Omelia (20-09-2026)
Missionari della Via
Commento su Matteo 20,1-16

Ci introduce al Vangelo di questa domenica, che a prima vista ci può sembrare alquanto strano, la prima lettura del profeta Isaia che così dice: «Perché i miei pensieri non sono i vostri pensieri, le vostre vie non sono le mie vie - oracolo del Signore». Ecco, la chiave per stare davanti alla nostra vita, per cambiare prospettiva, è avere un altro riferimento. Noi abbiamo le nostre vie, andiamo spesso per le nostre vie ma ad un certo punto ci si accorge che i nostri conti non quadrano con i conti di Dio. Le nostre vie senza Dio, se non portano al male portano comunque al vuoto, all'inconsistenza. Per questo noi non saremo mai veramente gioiosi se non ci apriamo a Dio.

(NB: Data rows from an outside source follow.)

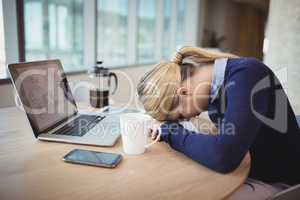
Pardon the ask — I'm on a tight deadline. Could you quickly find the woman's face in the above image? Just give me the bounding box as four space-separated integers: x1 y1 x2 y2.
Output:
169 67 212 120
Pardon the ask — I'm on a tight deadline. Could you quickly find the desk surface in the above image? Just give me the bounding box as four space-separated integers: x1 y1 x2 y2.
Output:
0 108 250 200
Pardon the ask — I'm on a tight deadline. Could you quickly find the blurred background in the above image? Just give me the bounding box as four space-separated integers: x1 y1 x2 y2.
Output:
0 0 300 114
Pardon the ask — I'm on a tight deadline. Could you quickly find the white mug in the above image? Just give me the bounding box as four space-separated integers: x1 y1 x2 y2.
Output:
120 113 161 155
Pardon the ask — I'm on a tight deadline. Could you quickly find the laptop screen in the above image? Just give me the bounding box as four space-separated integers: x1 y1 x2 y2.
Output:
9 60 77 136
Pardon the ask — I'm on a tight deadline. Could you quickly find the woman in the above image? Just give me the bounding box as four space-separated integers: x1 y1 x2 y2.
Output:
138 47 300 198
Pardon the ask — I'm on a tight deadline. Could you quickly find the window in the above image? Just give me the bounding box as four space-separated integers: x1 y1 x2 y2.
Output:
0 0 6 78
97 0 190 67
162 0 173 59
137 0 156 63
97 0 128 66
24 0 83 71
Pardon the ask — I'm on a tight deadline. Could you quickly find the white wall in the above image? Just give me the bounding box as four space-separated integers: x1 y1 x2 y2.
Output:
264 0 300 114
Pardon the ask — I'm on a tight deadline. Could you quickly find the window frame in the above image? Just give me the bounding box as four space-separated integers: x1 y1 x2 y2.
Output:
0 0 203 84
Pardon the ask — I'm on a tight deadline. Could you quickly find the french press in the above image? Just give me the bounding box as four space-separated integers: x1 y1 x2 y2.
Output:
89 61 118 108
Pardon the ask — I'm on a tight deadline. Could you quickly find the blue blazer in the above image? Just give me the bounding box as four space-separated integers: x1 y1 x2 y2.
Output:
161 58 300 185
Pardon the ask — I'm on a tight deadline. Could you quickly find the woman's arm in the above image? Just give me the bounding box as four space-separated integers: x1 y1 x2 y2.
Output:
161 66 271 173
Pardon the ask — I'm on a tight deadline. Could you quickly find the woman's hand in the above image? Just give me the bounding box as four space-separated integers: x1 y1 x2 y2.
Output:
148 128 161 142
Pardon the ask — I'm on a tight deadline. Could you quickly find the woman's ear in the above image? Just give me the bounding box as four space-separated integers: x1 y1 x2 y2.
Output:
176 87 190 96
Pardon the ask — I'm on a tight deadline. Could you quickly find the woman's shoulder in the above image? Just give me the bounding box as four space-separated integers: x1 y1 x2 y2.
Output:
226 57 270 74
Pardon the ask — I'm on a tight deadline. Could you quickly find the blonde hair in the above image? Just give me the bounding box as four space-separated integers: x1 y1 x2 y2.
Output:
137 46 238 121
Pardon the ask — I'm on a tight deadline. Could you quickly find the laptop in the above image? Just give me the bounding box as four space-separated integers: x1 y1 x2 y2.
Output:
8 60 120 146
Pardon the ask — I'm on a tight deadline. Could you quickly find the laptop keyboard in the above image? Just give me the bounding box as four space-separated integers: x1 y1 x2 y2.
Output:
53 115 104 137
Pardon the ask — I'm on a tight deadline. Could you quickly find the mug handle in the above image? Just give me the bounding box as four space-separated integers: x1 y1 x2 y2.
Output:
145 127 161 148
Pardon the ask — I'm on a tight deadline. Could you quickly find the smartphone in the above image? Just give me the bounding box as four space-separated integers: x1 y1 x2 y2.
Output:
63 149 122 168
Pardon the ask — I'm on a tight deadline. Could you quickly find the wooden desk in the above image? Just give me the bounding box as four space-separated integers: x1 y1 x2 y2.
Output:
0 108 250 200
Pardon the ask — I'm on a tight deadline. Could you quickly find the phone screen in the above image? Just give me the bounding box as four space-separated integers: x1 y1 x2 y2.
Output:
64 149 122 168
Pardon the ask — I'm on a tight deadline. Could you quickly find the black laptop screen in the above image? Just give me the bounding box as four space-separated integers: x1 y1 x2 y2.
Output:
9 60 77 136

Il Vangelo ci parla di un padrone che comincia a fare le cose normali e poi, secondo il nostro modo di pensare e di agire, le fa in modo alquanto strano. Innanzitutto la logica del padrone è di andare a cercare i lavoratori: per lui la cosa importante è che tutti entrino nella vigna. Chiama quelli che non stanno facendo nulla, che stanno sprecando la loro vita. Anche oggi tanta gente, tanti giovani girano senza far nulla, vivacchiano in questa piazza dell'inconsistenza, fino a quando il Padrone della vigna li chiama.

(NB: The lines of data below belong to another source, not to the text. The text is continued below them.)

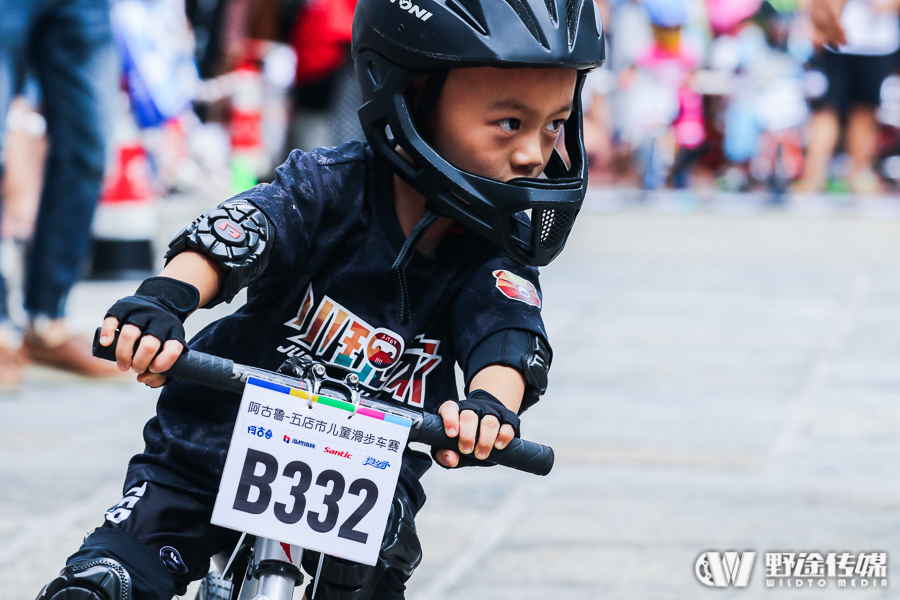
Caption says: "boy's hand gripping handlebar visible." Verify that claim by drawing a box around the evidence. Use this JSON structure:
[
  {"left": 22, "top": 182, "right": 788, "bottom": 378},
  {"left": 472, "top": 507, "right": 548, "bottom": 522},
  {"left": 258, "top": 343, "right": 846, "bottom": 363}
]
[{"left": 93, "top": 328, "right": 553, "bottom": 475}]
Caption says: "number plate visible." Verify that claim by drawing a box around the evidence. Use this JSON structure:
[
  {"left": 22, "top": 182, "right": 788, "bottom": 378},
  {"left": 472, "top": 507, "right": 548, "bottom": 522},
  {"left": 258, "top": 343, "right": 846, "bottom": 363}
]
[{"left": 211, "top": 377, "right": 412, "bottom": 565}]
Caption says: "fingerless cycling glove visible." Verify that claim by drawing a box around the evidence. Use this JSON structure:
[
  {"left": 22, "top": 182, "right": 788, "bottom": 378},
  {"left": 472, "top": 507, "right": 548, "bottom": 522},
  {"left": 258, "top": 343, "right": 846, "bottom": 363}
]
[{"left": 106, "top": 277, "right": 200, "bottom": 346}]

Egli chiama lavoratori a tutte le ore e poi alla fine paga tutti alla stessa maniera, dà a tutti un denaro. Secondo la nostra logica è assurdo che paghi tutti in egual misura. Sembra un'ingiustizia che subiscono i lavoratori della prima ora che hanno lavorato tutto il giorno ma qui la parola ingiustizia non è proprio esatta. Infatti, il padrone della vigna dice ad un operaio della prima ora: «Amico, io non ti faccio torto. Non hai forse concordato con me per un denaro? Prendi il tuo e vattene. Ma io voglio dare anche a quest'ultimo quanto a te: non posso fare delle mie cose quello che voglio? Oppure tu sei invidioso perché io sono buono?». Questa parabola Gesù la diceva a scribi e farisei che: «chiamati "per primi", si scandalizzavano che Gesù offrisse a tutti la stessa salvezza, anche ai peccatori, agli "ultimi". Infatti l'operaio chiamato per primo non reclama tanto un salario maggiore quanto piuttosto lamenta l'uguaglianza di trattamento riservato per l'ultimo arrivato. La parabola dunque si rivolge a gente che ricopia col suo comportamento questi "mormoratori"» (card. G. Ravasi).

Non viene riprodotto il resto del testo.